En 1985 Wim Wenders a vu pour la première fois une pièce de Pina Bausch Café Müller, ce fut un coup de foudre. De la rencontre des deux artistes naît le projet d’un film dont la réalisation sera remise sans cesse, jusqu’à ce que Wim Wenders ne trouve en 2007 une forme adéquate, en 3 D numérique, pour transposer dans l’espace l’art de Pina Bausch.

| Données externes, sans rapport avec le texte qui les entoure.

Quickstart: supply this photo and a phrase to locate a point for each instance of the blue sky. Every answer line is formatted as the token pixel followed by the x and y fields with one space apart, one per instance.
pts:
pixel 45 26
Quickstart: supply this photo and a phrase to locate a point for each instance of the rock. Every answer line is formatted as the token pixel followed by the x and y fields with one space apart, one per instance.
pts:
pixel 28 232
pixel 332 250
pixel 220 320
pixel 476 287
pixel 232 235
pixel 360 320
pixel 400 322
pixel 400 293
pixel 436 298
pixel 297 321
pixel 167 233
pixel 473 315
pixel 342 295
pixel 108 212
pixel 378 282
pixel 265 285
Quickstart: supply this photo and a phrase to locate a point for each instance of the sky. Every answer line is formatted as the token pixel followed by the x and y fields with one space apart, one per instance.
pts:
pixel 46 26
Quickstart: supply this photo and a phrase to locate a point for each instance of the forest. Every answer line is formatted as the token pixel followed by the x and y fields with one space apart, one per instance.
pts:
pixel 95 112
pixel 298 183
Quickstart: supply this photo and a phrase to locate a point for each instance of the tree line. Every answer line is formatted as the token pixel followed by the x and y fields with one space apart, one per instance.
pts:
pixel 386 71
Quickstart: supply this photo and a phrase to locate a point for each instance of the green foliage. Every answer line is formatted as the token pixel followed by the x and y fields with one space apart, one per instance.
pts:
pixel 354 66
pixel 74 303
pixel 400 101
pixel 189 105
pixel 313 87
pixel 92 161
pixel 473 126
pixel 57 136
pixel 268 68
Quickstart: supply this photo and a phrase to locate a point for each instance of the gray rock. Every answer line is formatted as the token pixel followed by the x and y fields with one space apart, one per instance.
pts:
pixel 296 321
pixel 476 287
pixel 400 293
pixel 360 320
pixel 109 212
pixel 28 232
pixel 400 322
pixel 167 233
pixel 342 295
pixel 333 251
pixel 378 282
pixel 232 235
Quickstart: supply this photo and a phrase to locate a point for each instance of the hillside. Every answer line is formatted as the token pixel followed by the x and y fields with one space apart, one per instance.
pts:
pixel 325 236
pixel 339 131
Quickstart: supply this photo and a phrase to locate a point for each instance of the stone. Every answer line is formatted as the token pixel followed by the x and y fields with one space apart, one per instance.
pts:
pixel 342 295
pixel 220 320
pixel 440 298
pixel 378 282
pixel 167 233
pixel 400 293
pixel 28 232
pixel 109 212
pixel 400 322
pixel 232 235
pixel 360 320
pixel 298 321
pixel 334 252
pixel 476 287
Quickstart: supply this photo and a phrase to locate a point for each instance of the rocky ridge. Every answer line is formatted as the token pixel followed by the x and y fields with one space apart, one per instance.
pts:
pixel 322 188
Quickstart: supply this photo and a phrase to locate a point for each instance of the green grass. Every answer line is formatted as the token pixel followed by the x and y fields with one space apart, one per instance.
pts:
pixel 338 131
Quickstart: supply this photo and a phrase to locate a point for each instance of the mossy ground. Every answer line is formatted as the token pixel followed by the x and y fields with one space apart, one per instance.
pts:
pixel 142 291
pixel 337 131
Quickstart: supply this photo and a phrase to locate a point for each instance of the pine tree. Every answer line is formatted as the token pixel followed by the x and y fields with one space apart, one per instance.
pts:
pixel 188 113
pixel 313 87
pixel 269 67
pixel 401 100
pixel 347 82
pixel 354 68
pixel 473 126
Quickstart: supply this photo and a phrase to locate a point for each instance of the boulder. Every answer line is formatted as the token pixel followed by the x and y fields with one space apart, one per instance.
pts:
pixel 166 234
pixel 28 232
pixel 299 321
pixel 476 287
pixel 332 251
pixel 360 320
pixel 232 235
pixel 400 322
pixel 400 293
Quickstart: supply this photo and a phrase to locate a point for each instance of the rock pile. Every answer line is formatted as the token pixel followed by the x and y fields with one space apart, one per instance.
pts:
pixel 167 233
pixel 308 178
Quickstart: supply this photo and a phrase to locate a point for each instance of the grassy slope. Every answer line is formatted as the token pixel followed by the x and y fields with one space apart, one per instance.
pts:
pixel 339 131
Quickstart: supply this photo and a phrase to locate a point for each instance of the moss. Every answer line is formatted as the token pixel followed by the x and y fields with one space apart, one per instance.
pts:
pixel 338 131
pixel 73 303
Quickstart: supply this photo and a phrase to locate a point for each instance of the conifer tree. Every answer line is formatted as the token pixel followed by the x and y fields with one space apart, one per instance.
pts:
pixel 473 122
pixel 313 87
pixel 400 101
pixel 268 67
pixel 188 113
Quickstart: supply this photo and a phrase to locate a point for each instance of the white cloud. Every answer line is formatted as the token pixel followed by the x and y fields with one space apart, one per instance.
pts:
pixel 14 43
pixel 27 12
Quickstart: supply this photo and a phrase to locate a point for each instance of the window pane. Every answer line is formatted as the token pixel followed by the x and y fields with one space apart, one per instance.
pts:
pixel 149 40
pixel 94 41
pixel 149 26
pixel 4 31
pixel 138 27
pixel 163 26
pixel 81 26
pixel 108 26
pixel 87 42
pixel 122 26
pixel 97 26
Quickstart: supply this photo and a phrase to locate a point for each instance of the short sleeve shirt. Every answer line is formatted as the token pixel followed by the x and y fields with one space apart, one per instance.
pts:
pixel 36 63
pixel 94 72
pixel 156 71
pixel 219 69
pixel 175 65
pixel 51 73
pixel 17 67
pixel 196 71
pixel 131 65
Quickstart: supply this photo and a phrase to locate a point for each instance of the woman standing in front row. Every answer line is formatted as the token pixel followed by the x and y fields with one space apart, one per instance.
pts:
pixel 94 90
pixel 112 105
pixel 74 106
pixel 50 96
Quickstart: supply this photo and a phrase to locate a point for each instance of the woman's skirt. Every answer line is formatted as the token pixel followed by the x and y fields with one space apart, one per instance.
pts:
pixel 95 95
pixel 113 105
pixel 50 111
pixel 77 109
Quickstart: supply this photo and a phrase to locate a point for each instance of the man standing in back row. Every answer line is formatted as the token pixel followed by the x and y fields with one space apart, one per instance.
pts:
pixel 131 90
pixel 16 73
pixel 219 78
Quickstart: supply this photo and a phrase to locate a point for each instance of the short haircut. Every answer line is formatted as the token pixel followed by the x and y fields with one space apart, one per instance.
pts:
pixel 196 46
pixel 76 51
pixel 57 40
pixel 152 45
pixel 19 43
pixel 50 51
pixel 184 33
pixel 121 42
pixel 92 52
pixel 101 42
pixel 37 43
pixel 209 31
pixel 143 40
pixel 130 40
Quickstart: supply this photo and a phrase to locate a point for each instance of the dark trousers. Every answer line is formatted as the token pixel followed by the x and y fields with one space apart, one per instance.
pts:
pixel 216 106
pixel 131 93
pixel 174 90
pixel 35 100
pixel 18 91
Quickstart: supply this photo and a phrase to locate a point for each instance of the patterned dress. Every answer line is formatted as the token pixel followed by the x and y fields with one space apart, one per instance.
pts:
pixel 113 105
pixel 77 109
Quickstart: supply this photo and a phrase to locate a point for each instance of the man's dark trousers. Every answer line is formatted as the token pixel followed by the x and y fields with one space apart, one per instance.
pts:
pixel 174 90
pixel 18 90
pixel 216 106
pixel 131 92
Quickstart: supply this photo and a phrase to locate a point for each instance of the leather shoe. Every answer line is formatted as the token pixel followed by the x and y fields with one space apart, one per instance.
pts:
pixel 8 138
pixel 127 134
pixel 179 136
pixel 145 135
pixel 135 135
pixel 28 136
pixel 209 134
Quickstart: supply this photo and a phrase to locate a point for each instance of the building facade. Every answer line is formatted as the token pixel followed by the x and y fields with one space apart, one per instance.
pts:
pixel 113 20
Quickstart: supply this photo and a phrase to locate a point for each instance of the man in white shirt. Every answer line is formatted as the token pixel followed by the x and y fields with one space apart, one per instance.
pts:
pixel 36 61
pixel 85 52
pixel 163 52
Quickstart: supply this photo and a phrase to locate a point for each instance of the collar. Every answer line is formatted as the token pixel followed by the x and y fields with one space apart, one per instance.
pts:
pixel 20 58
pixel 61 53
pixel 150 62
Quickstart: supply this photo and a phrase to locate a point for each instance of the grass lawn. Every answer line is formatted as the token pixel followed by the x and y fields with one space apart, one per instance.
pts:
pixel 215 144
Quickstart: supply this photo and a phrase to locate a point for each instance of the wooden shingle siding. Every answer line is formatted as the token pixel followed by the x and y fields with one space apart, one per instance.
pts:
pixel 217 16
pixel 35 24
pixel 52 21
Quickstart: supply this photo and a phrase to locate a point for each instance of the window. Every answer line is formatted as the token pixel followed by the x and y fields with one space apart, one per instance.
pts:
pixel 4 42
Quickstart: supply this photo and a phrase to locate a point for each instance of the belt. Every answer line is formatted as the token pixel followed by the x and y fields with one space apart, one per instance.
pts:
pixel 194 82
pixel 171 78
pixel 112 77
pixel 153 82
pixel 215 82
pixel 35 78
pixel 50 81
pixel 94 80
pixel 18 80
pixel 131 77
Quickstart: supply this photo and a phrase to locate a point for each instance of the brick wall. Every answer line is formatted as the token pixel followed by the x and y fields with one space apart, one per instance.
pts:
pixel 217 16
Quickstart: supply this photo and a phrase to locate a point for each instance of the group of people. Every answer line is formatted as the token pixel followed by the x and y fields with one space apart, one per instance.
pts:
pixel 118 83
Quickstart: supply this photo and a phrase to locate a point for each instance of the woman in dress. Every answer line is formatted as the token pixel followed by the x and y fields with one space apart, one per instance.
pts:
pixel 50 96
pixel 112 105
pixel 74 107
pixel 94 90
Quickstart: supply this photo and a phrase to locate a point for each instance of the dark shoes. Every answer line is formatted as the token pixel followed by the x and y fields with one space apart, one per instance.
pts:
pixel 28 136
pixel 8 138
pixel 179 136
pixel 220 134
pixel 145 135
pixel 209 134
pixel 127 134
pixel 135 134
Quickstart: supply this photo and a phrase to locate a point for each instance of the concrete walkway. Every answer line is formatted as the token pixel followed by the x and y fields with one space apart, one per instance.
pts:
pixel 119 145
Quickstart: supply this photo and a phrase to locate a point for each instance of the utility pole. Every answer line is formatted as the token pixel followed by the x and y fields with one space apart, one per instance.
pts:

Le noyau du film doit s’articuler autour de quatre pièces que Pina choisit dans son répertoire : Café Müller, Le sacre du printemps, Vollmond, Kontakthof, en les mettant dans le programme de sa saison 2009 / 2010. La production entamée au début de 2009 s’interrompt avec la mort de Pina Bausch.
En reprenant le travail plusieurs mois plus tard Wim Wenders transpose dans le film la méthode des questions que Pina Bausch utilisait pour créer ses pièces, en demandant aux danseurs de la troupe de formuler leurs souvenirs et le rapport que chacun d’eux avait à Pina, à travers des soli filmés dans divers endroits de Wuppertal. Ainsi, à côté des extraits des quatre pièces choisies par Pina Bausch et de quelques documents d’archives très peu connus la montrant au travail, intégrés dans le film en 3 D, ces soli offrent un complément polyphonique aux pièces très composées de la chorégraphe.
Wim Wenders restitue ainsi, depuis le regard de Pina, l’artiste vivante, saisie de l’intérieur dans l’univers même de sa création et dans ses rapports à chacun de ses danseurs. Avec un art incomparable, Wim Wenders restitue l’éphémère, le mouvement, l’expression furtive, tissant dans le film les extraits d’œuvres accomplies, les images rares de répétitions, les souvenirs et les retours des danseurs sur l’esprit du travail d’une extrême exigence de Pina, sur cette complicité créatrice qu’elle avait avec chacun d’eux. De sorte que sa présence est presque tangible dans le film, émouvante, bouleversante parfois, quand par exemple on la voit danser.
Au-delà de l’exploit technologique d’insuffler la vie à l’image, de lui conférer une réalité spatiale, le chef d’œuvre de Wim Wenders nous offre la possibilité et le bonheur de replonger dans un ici et maintenant au cœur de l’univers de cette immense artiste qu’était Pina Bausch.